Happenings

…picking olives! What fun.

November is the start of the season here in Provence. From November through January, anyone who has olive orchards are busy picking!

So, if you are lucky enough to have a beautiful orchard of olive trees to enjoy all year around, you are now obligated to pick them! Not to mention the delight of having your own delicious olive oil to enjoy for the next year!

Whether you have 30 trees or even 200, friends are invited and their friend’s friends, too, to come and pick. It’s an occasion to get together, to see friends you haven’t seen in a while, to chat, have fun, enjoy the sunshine and fall nip in the air and pick olives. In exchange for all this free labor, the owners are obligated to serve the most scrumptious meals they possibly can.

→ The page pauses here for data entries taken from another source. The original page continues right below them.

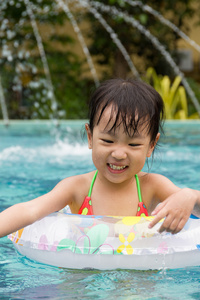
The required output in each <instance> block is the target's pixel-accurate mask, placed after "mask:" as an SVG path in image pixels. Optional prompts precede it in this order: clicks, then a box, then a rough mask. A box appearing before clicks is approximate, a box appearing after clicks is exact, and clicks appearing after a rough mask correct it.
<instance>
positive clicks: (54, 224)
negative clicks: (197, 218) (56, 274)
mask: <svg viewBox="0 0 200 300" xmlns="http://www.w3.org/2000/svg"><path fill="white" fill-rule="evenodd" d="M152 218H153V217H113V216H82V215H73V214H66V213H61V212H57V213H53V214H51V215H49V216H47V217H45V218H43V219H41V220H39V221H37V222H35V223H34V224H32V225H29V226H27V227H25V228H23V229H21V230H19V231H17V232H15V233H12V234H10V235H9V236H8V238H9V239H10V240H11V241H12V242H13V244H14V246H15V248H16V249H17V250H18V251H19V252H20V253H21V254H22V255H25V256H27V257H28V258H30V259H33V260H36V261H38V262H41V263H44V264H49V265H53V266H57V267H64V268H74V269H83V268H95V269H118V268H119V269H135V270H148V269H162V268H163V267H165V268H170V269H171V268H183V267H187V266H197V265H200V219H196V220H195V219H189V220H188V222H187V224H186V226H185V227H184V229H183V230H182V231H181V232H180V233H178V234H176V235H172V234H170V233H162V234H159V233H158V232H157V230H158V228H159V226H160V224H157V226H155V227H154V228H152V229H149V228H148V225H149V222H150V221H151V220H152Z"/></svg>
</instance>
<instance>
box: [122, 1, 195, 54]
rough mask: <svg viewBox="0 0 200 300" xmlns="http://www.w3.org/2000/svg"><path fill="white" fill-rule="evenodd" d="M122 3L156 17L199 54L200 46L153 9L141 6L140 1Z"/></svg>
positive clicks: (147, 7)
mask: <svg viewBox="0 0 200 300" xmlns="http://www.w3.org/2000/svg"><path fill="white" fill-rule="evenodd" d="M124 2H126V3H128V4H130V5H131V6H133V7H134V6H139V7H140V8H141V9H142V10H143V11H146V12H148V13H150V14H151V15H153V16H154V17H156V18H157V19H158V20H159V21H160V22H161V23H162V24H164V25H166V26H168V27H169V28H171V29H172V30H173V31H174V32H176V33H177V34H178V35H179V36H180V37H181V38H182V39H183V40H184V41H186V42H187V43H188V44H190V46H192V47H193V48H194V49H196V50H197V51H198V52H200V45H198V44H197V43H196V42H195V41H193V40H191V39H190V38H189V36H188V35H187V34H185V33H184V32H183V31H182V30H180V29H179V28H178V27H177V26H176V25H175V24H173V23H172V22H170V21H169V20H167V19H166V18H164V17H163V16H162V15H161V14H160V13H159V12H158V11H157V10H155V9H153V8H152V7H151V6H149V5H147V4H143V3H142V2H141V1H132V0H124Z"/></svg>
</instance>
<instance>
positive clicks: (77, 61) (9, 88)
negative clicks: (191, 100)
mask: <svg viewBox="0 0 200 300" xmlns="http://www.w3.org/2000/svg"><path fill="white" fill-rule="evenodd" d="M69 2H70V1H69ZM96 2H100V3H101V5H110V6H115V7H117V8H118V9H119V10H122V11H124V12H127V13H128V14H129V15H130V16H133V17H134V18H135V19H136V20H137V21H138V22H140V23H141V24H142V25H143V26H144V27H145V28H146V29H147V30H149V31H150V32H151V33H152V34H153V35H155V37H157V38H158V39H159V41H160V43H161V44H162V45H163V46H164V47H165V48H166V49H167V50H168V51H169V52H170V53H171V54H173V53H175V52H174V50H175V49H176V43H177V41H178V39H179V37H178V36H177V34H176V33H174V32H172V30H171V29H169V28H168V27H166V26H165V25H163V24H161V23H160V21H158V20H157V19H156V18H155V17H154V16H152V15H151V14H149V13H147V12H146V11H144V10H143V9H142V8H141V7H140V6H134V7H132V6H131V5H129V4H128V3H127V2H126V1H125V0H109V1H108V0H102V1H96ZM26 3H30V7H29V8H31V10H32V12H33V16H34V19H35V22H36V24H37V26H38V30H39V33H40V35H41V38H42V44H43V47H44V50H45V53H46V59H47V62H48V66H49V69H50V74H51V80H52V83H53V88H54V94H55V98H56V101H57V104H58V112H57V113H56V114H57V116H58V117H59V118H86V117H87V102H88V98H89V94H90V91H91V87H92V86H94V83H93V82H92V80H91V76H90V75H89V76H88V73H89V70H88V69H86V68H85V60H84V59H82V58H80V57H78V56H77V55H75V54H74V49H73V48H74V45H75V42H74V39H73V38H72V37H71V32H69V31H70V30H69V31H68V32H66V31H63V30H62V29H63V26H65V25H66V22H69V20H68V18H67V17H66V14H65V13H64V11H63V10H62V9H61V8H60V7H59V6H58V5H57V2H56V1H50V0H29V1H28V0H27V1H22V0H3V1H0V12H1V13H0V37H1V38H0V76H1V77H2V85H3V88H4V94H5V98H6V103H7V106H8V111H9V117H10V118H14V119H15V118H21V119H24V118H28V119H29V118H49V117H51V116H54V115H55V112H54V110H53V108H52V94H51V93H50V92H49V82H48V78H47V77H46V75H45V72H44V61H43V60H42V59H41V56H40V53H39V49H38V48H39V46H38V44H37V41H36V40H37V39H36V36H35V33H34V30H33V24H31V16H30V12H29V13H28V6H26ZM194 3H197V4H198V2H197V0H177V1H173V0H170V1H164V0H161V1H155V0H154V1H149V0H144V1H143V4H144V5H145V4H149V5H150V6H152V7H153V8H154V9H155V10H157V11H158V12H159V13H161V14H162V15H167V16H168V17H169V20H170V21H172V22H173V23H174V24H175V25H176V26H177V27H179V28H180V29H182V30H184V31H185V32H186V33H187V32H188V30H187V26H186V25H185V20H187V18H188V17H190V18H191V17H193V16H194V15H195V14H196V15H197V17H198V16H199V15H200V14H199V6H198V5H197V6H196V8H194V6H193V4H194ZM70 5H71V6H70V9H71V7H72V8H73V1H71V4H70ZM72 13H73V14H74V16H75V18H76V20H77V21H78V20H80V22H83V21H84V20H85V19H86V20H87V22H88V21H89V22H90V25H91V26H87V32H86V34H87V36H88V37H89V38H90V41H91V44H90V52H91V54H93V56H94V59H95V60H96V62H97V65H99V66H105V69H104V70H105V71H104V73H102V78H101V79H106V78H110V77H124V78H126V77H128V76H130V70H129V67H128V65H127V63H126V61H125V59H124V57H123V55H122V53H121V52H120V50H119V49H118V47H117V46H116V45H115V43H114V42H113V40H112V39H111V37H110V35H109V33H108V32H107V31H106V30H105V28H103V27H102V25H101V24H100V23H99V21H97V19H96V18H95V16H93V15H92V14H91V13H88V11H87V9H83V10H82V9H81V10H79V9H77V8H75V11H72ZM101 13H102V16H103V18H104V19H105V20H106V22H107V23H108V24H109V25H110V26H111V27H112V28H113V30H114V31H115V32H116V34H117V36H118V37H119V39H120V41H121V43H122V44H123V45H124V47H125V48H126V50H127V52H128V53H129V54H130V56H131V57H132V58H133V62H134V63H135V65H136V68H137V69H138V71H139V72H140V73H143V72H144V70H146V68H147V67H148V66H153V67H154V69H155V70H156V72H157V74H168V75H171V73H172V70H171V68H170V67H169V66H168V64H167V63H166V61H165V58H163V57H162V55H161V54H160V53H159V52H158V50H156V49H155V47H154V46H152V43H151V41H149V40H148V39H147V38H146V37H145V36H144V35H143V34H141V33H140V32H139V30H138V29H137V28H133V27H132V26H131V25H130V24H127V23H126V22H125V21H124V20H123V18H121V17H119V16H118V15H114V14H108V13H105V12H104V13H103V12H101ZM197 21H198V18H197ZM88 28H89V29H88ZM66 49H69V50H66ZM135 56H136V59H135ZM141 58H142V59H141ZM86 74H87V75H86ZM178 81H179V79H176V82H174V83H173V84H172V86H173V88H174V89H175V88H176V86H179V84H178ZM163 85H164V86H165V89H167V88H168V90H169V91H170V99H171V100H169V99H168V102H169V103H168V104H167V105H168V106H169V107H170V109H168V110H169V111H171V110H172V112H169V117H170V118H171V117H175V118H186V117H188V115H189V116H191V115H192V114H193V113H194V112H195V110H194V108H193V105H192V104H191V102H189V101H188V100H187V99H186V96H185V91H184V90H183V88H182V87H180V88H177V91H175V92H174V94H173V93H172V90H171V83H170V81H169V78H167V77H166V78H165V79H163ZM163 89H164V87H163ZM196 90H197V91H198V88H196ZM165 92H166V90H165ZM166 93H167V92H166ZM197 93H198V92H197ZM175 95H179V96H175ZM174 99H176V100H175V101H174ZM170 101H171V102H170ZM186 102H187V105H186ZM186 108H187V109H186ZM170 113H171V114H172V115H170Z"/></svg>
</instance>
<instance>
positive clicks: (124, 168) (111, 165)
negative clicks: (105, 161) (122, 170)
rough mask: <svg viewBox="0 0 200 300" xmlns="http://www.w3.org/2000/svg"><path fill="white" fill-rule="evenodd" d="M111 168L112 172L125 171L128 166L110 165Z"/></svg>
mask: <svg viewBox="0 0 200 300" xmlns="http://www.w3.org/2000/svg"><path fill="white" fill-rule="evenodd" d="M108 165H109V167H110V168H111V169H112V170H119V171H120V170H124V169H125V168H126V167H127V166H116V165H113V164H108Z"/></svg>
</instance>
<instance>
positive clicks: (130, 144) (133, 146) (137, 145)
mask: <svg viewBox="0 0 200 300" xmlns="http://www.w3.org/2000/svg"><path fill="white" fill-rule="evenodd" d="M129 146H131V147H139V146H140V144H129Z"/></svg>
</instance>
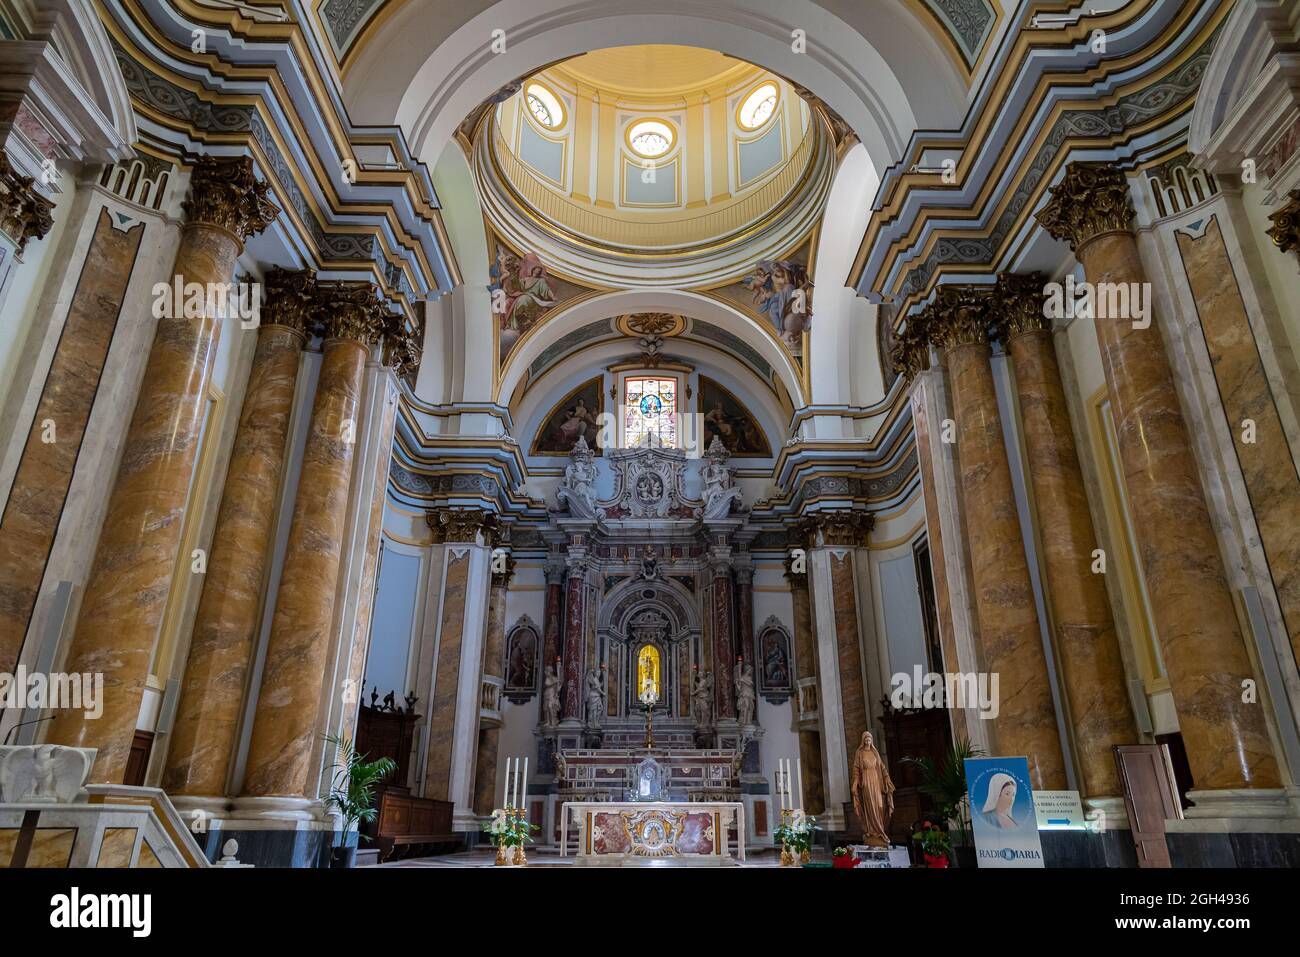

Last year I attended my first olive picking at the home of a new French friend I had recently met through a mutual friend… Ariane.  Well, it was a fabulous experience. Set up in the hills beyond a small village very close to where we live, Ariane’s father had planted 200 trees over 100 years before. But the number is deceiving as most of the individual trees were a tight group of three or four. Reason being is that a terrible frost in 1956 in this orchard had killed most of them. But instead of just dying, these stubborn olive trees sent out new young shoots around the mother plant as a way of saying, ‘I’m not through yet!’ Nature is such a strong force. My point being… there were one hell of a lot of trees to pick.

Here’s the process:

First, a large net is spread around the base of the tree, then everyone grabs a plastic rake with a short handle that has teeth just wide enough to scoop down the olives. Or you pick by hand (which I prefer) for, as Ariane says, your hands benefit from the oil. The young volunteers climb to the top, while the older ones attack the bottom. And, amazingly, in just a very short time, the tree is picked clean. The net is gathered by many and all the olives are put in crates or large bags which will eventually be put in the trunk of cars to be taken to the co-op. And so it goes, as the team moves slowly down the rows of trees. For me, it was a good way to practice my French, listening to stories and chatting away with the others.

Around one, we break for lunch. And… quel repas. The French sure know how to eat. Always wonderfully simple, very fresh and delicious and, definitely, with some wine of the region.